21 Aralık 2021: Selahattin Demirtaş, bir ay önce kendilerine 5 bin 800 sayfa yeni bir evrak tebliğ edildiğini belirterek, "Teknik olarak tamamlanmamış bir iddianameye karşı savunma yapmaya zorluyorsunuz bizi. AKP-MHP üyelerinden oluşan HSK, sizi bu mahkemeye atadı. 'Bir an önce bitirin' diye size talimat yağdırıyorlar" dedi. Mahkeme heyetinin, IŞİD üyelerinin yargılandığı Paris Ağır Ceza Mahkemesi'nin kararını, bu davada tutukluluğun devamı için emsal almasına atıf yapan Demirtaş, "Bu, dünya yargılama tarihinde bir ilktir. Barbar bir tecavüzcü ordusunun yargılandığı davayı bizim davamıza emsal göstermenizi reddediyoruz. İlla ki yazacaksanız 10 Ekim Davasını gören, Suruç Davasını gören mahkemelere yazın bu davayı emsal olarak. İlla bir mahkemeyi emsal alacaksanız Strazburg'ta bir mahkeme var, adı da AİHM, onu emsal alın" dedi.
23 Aralık 2021: Tutuksuz yargılanan Gülfer Akkaya, Alevi kadınlarla ilgili yazdığı "Yol Kadındır" kitabının kapak resminin delil olarak gösterildiğini belirterek, "Bu kumpas davasının gerçek amacı HDP'yi kapatarak, yöneticilerini tutuklayarak birlikte yaşama umudunu yok etmektir" diye konuştu.
24 Aralık 2021: Kocaeli 1 Nolu F Tipi Cezaevi'nde tutulan ve sağlık durumu kötüye giden Aysel Tuğluk için yazılan müzekkereye cevap geldi.
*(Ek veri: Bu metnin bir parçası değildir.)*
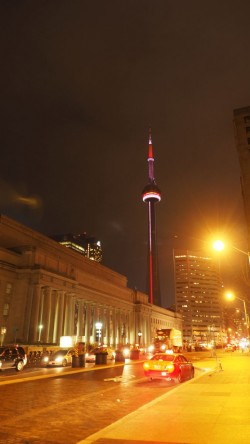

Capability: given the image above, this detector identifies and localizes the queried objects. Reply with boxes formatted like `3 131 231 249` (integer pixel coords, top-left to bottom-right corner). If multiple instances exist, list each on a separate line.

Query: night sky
0 0 250 306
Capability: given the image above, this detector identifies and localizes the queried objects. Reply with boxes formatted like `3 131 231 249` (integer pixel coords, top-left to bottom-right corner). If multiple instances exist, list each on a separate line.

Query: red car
143 353 194 382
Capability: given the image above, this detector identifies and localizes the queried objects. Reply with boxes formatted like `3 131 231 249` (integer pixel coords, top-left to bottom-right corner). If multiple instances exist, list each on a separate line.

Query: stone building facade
0 215 182 348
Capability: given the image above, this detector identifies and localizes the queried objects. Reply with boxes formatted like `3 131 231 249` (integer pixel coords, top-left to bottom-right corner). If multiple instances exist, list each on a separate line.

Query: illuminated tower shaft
142 131 161 307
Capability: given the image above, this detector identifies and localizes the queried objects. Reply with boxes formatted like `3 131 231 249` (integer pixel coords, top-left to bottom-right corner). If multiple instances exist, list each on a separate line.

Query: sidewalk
78 352 250 444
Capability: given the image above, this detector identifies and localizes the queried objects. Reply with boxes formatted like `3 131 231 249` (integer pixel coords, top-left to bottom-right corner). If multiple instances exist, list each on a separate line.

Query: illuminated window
5 283 12 294
3 302 10 316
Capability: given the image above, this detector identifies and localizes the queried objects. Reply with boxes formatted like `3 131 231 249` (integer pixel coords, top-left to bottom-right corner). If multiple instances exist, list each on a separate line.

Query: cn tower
142 129 161 307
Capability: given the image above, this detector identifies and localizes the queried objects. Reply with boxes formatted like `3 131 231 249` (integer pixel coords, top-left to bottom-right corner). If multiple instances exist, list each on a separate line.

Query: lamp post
226 291 249 337
38 324 43 342
95 322 102 345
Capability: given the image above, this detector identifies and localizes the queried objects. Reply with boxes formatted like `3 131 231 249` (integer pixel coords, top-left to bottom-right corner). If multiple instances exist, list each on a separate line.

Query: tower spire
142 128 161 306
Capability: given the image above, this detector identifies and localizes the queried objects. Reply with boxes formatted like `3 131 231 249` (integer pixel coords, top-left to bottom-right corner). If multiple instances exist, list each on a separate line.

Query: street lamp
213 239 250 266
95 322 102 345
38 324 43 342
226 291 249 336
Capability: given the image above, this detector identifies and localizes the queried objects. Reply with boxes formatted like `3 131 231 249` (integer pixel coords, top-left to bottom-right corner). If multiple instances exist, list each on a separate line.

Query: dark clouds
0 0 250 304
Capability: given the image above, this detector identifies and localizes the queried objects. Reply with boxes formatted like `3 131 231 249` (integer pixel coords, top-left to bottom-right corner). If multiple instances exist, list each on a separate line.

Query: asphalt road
0 356 210 444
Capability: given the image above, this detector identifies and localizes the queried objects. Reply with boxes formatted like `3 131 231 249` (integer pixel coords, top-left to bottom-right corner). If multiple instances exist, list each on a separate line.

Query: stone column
29 284 41 344
56 290 65 344
43 287 52 343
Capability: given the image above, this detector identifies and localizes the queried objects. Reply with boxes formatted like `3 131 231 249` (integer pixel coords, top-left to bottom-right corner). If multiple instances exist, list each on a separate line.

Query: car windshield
54 350 68 357
151 353 174 361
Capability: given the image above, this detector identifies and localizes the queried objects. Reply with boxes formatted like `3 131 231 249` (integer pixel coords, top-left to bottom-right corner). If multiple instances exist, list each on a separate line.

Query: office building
0 215 182 348
233 106 250 251
174 250 224 345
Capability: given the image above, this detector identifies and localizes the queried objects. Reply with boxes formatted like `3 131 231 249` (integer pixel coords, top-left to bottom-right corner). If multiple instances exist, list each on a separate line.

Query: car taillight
166 364 174 373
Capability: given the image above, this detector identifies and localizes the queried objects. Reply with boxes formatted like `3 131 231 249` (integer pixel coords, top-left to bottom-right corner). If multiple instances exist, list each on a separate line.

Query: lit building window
3 302 10 316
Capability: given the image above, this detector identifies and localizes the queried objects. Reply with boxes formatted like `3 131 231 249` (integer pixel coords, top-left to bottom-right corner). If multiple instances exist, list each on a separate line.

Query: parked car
0 345 27 372
85 347 115 363
42 348 75 367
143 353 194 382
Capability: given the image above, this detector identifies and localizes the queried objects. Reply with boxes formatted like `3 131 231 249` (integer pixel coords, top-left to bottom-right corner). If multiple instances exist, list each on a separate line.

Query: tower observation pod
142 130 161 307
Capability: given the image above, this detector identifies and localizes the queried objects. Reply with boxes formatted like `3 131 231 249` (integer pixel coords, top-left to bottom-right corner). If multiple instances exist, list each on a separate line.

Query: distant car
0 345 27 372
85 347 115 363
42 348 75 367
143 353 194 382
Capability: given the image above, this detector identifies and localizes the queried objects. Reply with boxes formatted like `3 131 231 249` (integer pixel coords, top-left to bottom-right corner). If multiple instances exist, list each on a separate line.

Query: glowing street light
213 239 225 251
38 324 43 342
213 239 250 265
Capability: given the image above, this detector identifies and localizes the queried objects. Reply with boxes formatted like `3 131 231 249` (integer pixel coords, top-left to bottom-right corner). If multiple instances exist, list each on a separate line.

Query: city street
0 351 249 444
0 353 207 444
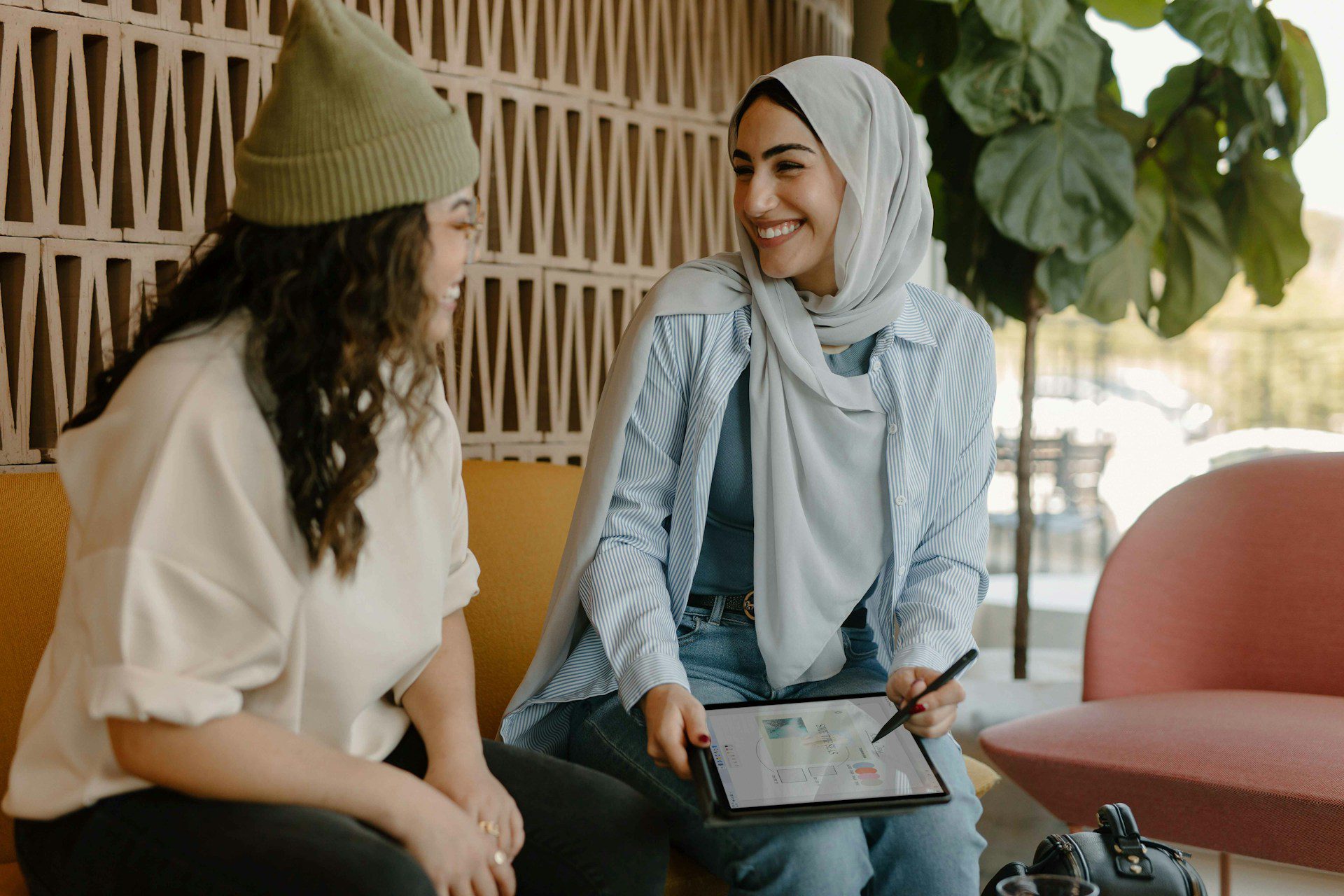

Tuğluk'un Adli Tıp Kurumu'na sevk edileceği bildirildi.
Mahkeme heyeti ile avukatlar arasında, duruşma tutanakları konusunda tartışma yaşandı. Avukatların "Cezaevlerinden gelen yazıları duruşma tutanaklarına yansıtmıyorsunuz ya da gerçek dışı yansıtıyorsunuz" şeklindeki sözlerini kesen mahkeme heyeti, tutanağa avukatların sözlerini geçmek yerine "Düzeni bozacak şekilde davranışlarda bulundu" diye yazdırdı.
İçişleri Bakanlığı, Emniyet Genel Müdürlüğü, MİT, Adalet Bakanlığı ve Karayolları Genel Müdürlüğü avukatları davaya katılma talebinde bulundu. Bu konuda söz isteyen savunma avukatlarının mikrofonunu açmayan mahkeme heyeti başkanı, avukatlara bağırdı.
Müdahillik taleplerini tutuklu siyasetçiler de reddetti. Ayla Akat Ata, "Bugün burada müdahillik talebinde bulunan kurumlar, bu saldırıları engelleyebilirlerdi. Ben o gün saldırıya uğradığımda ölebilirdim" dedi. Bircan Yorulmaz da "Emniyet Genel Müdürlüğü, olayları engellemesi gerekirken buraya gelmiş müşteki olmak istiyor" ifadesini kullandı.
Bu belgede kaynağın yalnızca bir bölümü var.